Books have many purposes: I would suggest that you use this book as a hands-on tool. This is why I not only offer you a series of reconstructions of Western notions of freedom, but I also put on the table, so to speak, the most relevant textual material for my arguments: the book is thus replete with footnotes and, more important, quotations.
Nowadays, the sheer overabundance of secondary literature and the complete reliance on translations risk keeping you away from the original sources: the former, by inflating your need for expert mediation, the latter, by boasting the independence of the text from its specific language expression. In both cases, the supposed meaning of the text is unduly detached from its written configuration and, more generally, from its context.

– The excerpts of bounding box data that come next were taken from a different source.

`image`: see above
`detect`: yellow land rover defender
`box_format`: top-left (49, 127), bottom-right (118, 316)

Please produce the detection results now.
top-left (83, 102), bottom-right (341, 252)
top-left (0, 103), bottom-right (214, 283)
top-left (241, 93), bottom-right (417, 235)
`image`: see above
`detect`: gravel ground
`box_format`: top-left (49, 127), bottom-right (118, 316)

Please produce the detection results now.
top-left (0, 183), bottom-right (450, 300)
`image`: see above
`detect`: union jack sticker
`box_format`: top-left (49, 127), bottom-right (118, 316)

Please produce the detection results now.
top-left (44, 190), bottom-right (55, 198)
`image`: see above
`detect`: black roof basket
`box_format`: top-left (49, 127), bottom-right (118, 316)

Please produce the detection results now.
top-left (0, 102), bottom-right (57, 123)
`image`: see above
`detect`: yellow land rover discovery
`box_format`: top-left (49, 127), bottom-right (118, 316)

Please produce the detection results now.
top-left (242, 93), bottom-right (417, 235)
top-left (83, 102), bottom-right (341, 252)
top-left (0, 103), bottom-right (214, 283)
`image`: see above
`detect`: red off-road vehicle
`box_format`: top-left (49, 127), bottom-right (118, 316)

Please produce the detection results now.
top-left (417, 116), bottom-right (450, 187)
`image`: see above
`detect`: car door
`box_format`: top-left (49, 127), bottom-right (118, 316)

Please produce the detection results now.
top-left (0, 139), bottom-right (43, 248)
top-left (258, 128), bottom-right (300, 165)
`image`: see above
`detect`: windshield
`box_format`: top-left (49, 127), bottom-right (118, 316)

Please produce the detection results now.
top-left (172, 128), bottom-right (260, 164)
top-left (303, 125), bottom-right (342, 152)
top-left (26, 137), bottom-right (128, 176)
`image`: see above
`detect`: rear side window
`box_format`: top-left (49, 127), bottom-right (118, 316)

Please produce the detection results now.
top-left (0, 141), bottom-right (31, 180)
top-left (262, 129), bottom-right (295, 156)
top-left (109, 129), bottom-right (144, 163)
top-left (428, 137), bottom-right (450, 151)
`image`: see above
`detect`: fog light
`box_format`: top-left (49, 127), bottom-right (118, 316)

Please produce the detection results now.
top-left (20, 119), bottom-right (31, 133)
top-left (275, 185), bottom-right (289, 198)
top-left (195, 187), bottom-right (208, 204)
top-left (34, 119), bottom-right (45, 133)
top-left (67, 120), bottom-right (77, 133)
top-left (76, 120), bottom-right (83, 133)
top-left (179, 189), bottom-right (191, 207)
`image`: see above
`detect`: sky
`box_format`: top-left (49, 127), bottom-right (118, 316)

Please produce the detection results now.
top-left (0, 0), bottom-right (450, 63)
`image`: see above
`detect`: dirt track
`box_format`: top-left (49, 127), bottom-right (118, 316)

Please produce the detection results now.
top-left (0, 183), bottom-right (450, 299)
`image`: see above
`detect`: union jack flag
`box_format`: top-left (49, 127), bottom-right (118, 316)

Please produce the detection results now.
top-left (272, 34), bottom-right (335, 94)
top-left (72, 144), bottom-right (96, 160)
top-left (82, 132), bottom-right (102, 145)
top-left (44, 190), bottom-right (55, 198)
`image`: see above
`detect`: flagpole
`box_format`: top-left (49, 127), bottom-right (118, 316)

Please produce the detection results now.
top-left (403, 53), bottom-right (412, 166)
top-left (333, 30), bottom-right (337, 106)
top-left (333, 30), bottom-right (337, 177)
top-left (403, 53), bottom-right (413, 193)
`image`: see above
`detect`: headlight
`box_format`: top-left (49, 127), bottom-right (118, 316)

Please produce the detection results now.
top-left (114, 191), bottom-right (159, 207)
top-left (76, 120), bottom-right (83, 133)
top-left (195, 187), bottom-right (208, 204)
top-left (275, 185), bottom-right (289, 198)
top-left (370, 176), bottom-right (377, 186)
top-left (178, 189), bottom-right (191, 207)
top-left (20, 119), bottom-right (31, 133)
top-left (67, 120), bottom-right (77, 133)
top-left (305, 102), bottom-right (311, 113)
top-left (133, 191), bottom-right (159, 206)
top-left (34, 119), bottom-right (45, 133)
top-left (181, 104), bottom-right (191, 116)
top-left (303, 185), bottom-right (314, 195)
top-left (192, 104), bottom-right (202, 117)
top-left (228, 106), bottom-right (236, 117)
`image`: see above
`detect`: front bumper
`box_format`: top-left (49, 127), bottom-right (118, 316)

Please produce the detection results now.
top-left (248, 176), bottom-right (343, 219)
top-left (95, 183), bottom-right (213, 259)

In this book, quotations in the original version and script are instead meant to render immediately visible to you the long and tortuous process of construction and reconstruction of texts across times, cultures and languages. Western notions of freedom, similarly to other main Western ideas, trace a path that is both convoluted – as it is often bent over its past – and discontinuous: subsequent waves of translations from Greek (and sometimes Hebrew) sources into Latin first, and into European national idioms later on, are major turning points in such a turbulent course. Moreover, deviations and jumps in the use of notions of freedom do not only result from translations and transliterations, but also from language manipulation, which only the original reference can show.†
The display of the transformations of freedom-related terms, both within and without specific languages, is intended to give you visual evidence of a plurality of uses that can only forcibly be reduced to the fictitious unity of a single notion of freedom. But of course, you may use this material as you wish: to verify, to take further, or to question my suggestions. However, so long as my quotations allow you an escape from the monolingual cage of contextless abstractions, their presence in the text is not useless.
† I write the word ‘god’ as referring to both Christian and other deities with the lower-case initial letter, whilst I write ‘God’ in quoted text when capitalised by other authors.